University of Tennessee officials announced on Monday that sophomore cornerback Bryce Thompson has been suspended indefinitely from the team following his arrest for domestic assault over the weekend.
The football player will most likely face two courts and investigations: criminal and student conduct.
Greg Isaacs, a legal analyst for WATE 6 On Your Side, said defense attorneys often have to factor in that their client could be in separate hearings at the university, possibly facing suspension or expulsion.
He said that wouldn’t be the only hurdle Thompson and the victim could encounter.
Because Thompson is a football player at UT, the public will pay close attention.
“Everyone tries to go out of their way, whether you’re the defense lawyer or prosecution, not to have the client or victim treated differently, but that’s the reality,” Isaacs said.
Isaacs also said that domestic violence cases are tough in general because emotions between the victim and defendant are involved.
Defense attorneys will want to scrutinize the entire incident; the people involved, what was said, if alcohol was part of the equation, etc.
Isaacs said though, that the victim in domestic violence cases play a huge role in how the proceedings evolve.
“One thing they do take into consideration is the pulse of the victim.
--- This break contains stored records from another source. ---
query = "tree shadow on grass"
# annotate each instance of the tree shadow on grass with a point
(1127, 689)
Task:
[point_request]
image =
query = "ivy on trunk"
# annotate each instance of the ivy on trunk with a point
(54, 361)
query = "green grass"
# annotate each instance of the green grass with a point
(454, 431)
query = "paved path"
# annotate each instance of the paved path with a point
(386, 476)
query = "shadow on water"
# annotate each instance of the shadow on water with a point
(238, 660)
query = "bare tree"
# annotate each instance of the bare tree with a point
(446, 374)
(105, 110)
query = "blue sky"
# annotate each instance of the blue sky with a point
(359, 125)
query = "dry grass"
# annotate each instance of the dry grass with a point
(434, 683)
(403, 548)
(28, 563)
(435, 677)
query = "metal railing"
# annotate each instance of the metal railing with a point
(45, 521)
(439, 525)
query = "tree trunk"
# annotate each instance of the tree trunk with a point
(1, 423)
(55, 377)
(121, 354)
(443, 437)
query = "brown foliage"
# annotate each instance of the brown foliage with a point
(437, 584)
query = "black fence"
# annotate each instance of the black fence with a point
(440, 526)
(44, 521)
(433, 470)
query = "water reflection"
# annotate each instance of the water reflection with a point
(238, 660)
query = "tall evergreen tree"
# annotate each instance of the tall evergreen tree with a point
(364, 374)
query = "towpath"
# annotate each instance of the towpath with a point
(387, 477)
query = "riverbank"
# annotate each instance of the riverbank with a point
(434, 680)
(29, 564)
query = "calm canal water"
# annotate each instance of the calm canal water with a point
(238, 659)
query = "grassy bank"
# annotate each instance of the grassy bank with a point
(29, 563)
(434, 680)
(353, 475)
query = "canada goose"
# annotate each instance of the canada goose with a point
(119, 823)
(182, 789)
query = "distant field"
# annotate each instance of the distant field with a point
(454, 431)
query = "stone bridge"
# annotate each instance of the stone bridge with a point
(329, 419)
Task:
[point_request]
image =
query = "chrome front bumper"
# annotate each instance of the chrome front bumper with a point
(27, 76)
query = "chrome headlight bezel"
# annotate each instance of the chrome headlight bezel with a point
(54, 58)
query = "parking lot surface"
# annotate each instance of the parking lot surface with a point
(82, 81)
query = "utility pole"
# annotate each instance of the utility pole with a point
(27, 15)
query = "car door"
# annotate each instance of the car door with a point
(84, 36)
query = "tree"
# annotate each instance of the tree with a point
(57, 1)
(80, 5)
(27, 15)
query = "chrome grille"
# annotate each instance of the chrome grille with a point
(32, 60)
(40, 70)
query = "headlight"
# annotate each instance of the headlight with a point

Does she want to resolve this case? Does she want the defendant to be severely punished,” Isaacs questioned.
Thompson was charged with a misdemeanor count of domestic abuse.
Isaacs said that the charges could’ve escalated quickly if Thompson made physical contact with the victim.
Because it’s a misdemeanor, Isaacs said the penalties are much less severe than a felony.
He said similar cases typically result in probation, anger management or a fine.
The university releasing a statement on the incident Monday:
The safety of our students and campus community is our first priority. We have staff and procedures through the Office of Student Conduct and Community Standards dedicated to investigating incidents, and making sure students and campus community members are protected. We are following that protocol. Federal law prohibits us from commenting on the conduct of any individual student.Tyra Haag, Director of News & Information in the Office of Communications, University of Tennessee , Knoxville
According to the University’s student code of conduct, Thompson could face an investigation by his peers.
The investigation would work similarly to a criminal investigation, and members of the student conduct board, which may include students, staff and faculty.
Due to the fact that Thompson’s charge was domestic assault, the Title IX office could lead the process.
Thompson could face separate penalties through the university, ranging from academic probation to expulsion.
Thompson has not been convicted, and remains innocent until proven guilty.